201500801/1/A2.
Datum uitspraak: 12 augustus 2015
AFDELING
BESTUURSRECHTSPRAAK
Uitspraak op het hoger beroep van:
[appellant], wonend te [woonplaats], [gemeente],
appellant,
tegen de uitspraak van de rechtbank Gelderland van 23 december 2014 in zaak nr. 14/4501 in het geding tussen:
[appellant]
en
de Belastingdienst/Toeslagen.
Procesverloop
Bij afzonderlijke besluiten van 21 september 2010 heeft de Belastingdienst/Toeslagen de voorschotten kinderopvangtoeslag van [appellant] over 2008 en 2009 herzien en op nihil gesteld.

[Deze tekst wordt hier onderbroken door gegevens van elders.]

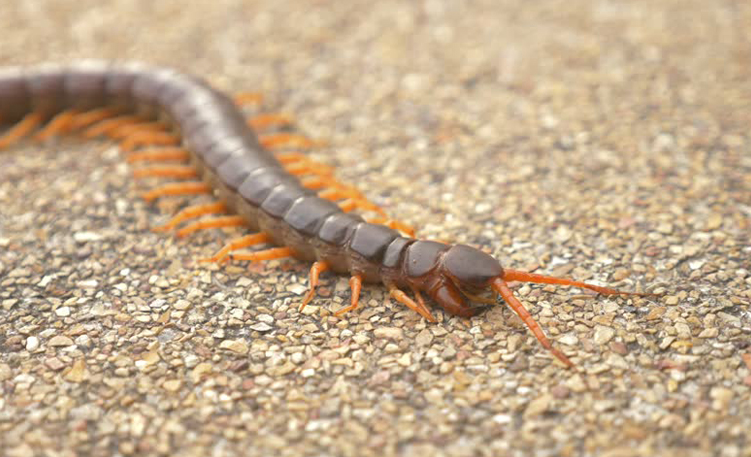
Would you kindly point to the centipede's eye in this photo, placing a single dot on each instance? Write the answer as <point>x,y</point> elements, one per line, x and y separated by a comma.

Bij besluit van 28 mei 2014 heeft de Belastingdienst/Toeslagen het door [appellant] daartegen gemaakte bezwaar ongegrond verklaard.

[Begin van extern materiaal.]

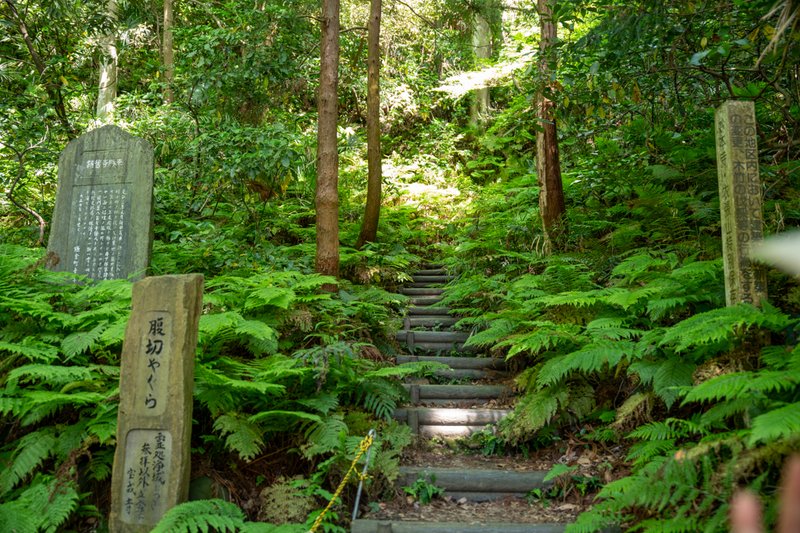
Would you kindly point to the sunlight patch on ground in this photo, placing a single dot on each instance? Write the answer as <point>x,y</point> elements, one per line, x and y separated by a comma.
<point>460,84</point>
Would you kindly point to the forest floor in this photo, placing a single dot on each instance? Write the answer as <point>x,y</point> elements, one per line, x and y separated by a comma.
<point>570,496</point>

Bij uitspraak van 23 december 2014 heeft de rechtbank het door [appellant] daartegen ingestelde beroep ongegrond verklaard. Deze uitspraak is aangehecht.

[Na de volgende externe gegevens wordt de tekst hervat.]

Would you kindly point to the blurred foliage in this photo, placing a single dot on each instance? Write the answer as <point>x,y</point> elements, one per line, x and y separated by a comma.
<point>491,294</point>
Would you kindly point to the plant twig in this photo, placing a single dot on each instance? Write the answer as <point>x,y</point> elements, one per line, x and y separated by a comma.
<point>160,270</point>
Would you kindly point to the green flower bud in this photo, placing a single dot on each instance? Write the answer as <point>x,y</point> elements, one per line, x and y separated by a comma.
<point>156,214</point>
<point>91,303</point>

Tegen deze uitspraak heeft [appellant] hoger beroep ingesteld.
De Belastingdienst/Toeslagen heeft een verweerschrift ingediend.
[appellant] heeft een nader stuk ingediend.
De zaak is door een meervoudige kamer van de Afdeling verwezen naar een enkelvoudige.
De Afdeling heeft de zaak ter zitting behandeld op 20 juli 2015, waar [appellant], vertegenwoordigd door mr. R.J.G. Bäcker en mr. S. Heestermans, beiden advocaat te Rotterdam, en de Belastingdienst/Toeslagen, vertegenwoordigd door drs. E.J.E. Groothuis, werkzaam bij de dienst, zijn verschenen.
Overwegingen
1. Ingevolge artikel 1, eerste lid, aanhef en onder n, van de Wet kinderopvang (hierna: de Wko) wordt in deze wet en de daarop berustende bepalingen onder kinderopvangtoeslag verstaan een tegemoetkoming van het Rijk in de kosten van kinderopvang.
Ingevolge artikel 1a, eerste lid, is op deze wet de Algemene wet inkomensafhankelijke regelingen (hierna: de Awir) van toepassing.
Ingevolge artikel 5, eerste lid, heeft een ouder jegens het Rijk aanspraak op een kinderopvangtoeslag in de door hem te betalen kosten, indien de opvang door tussenkomst van een geregistreerd gastouderbureau plaatsvindt.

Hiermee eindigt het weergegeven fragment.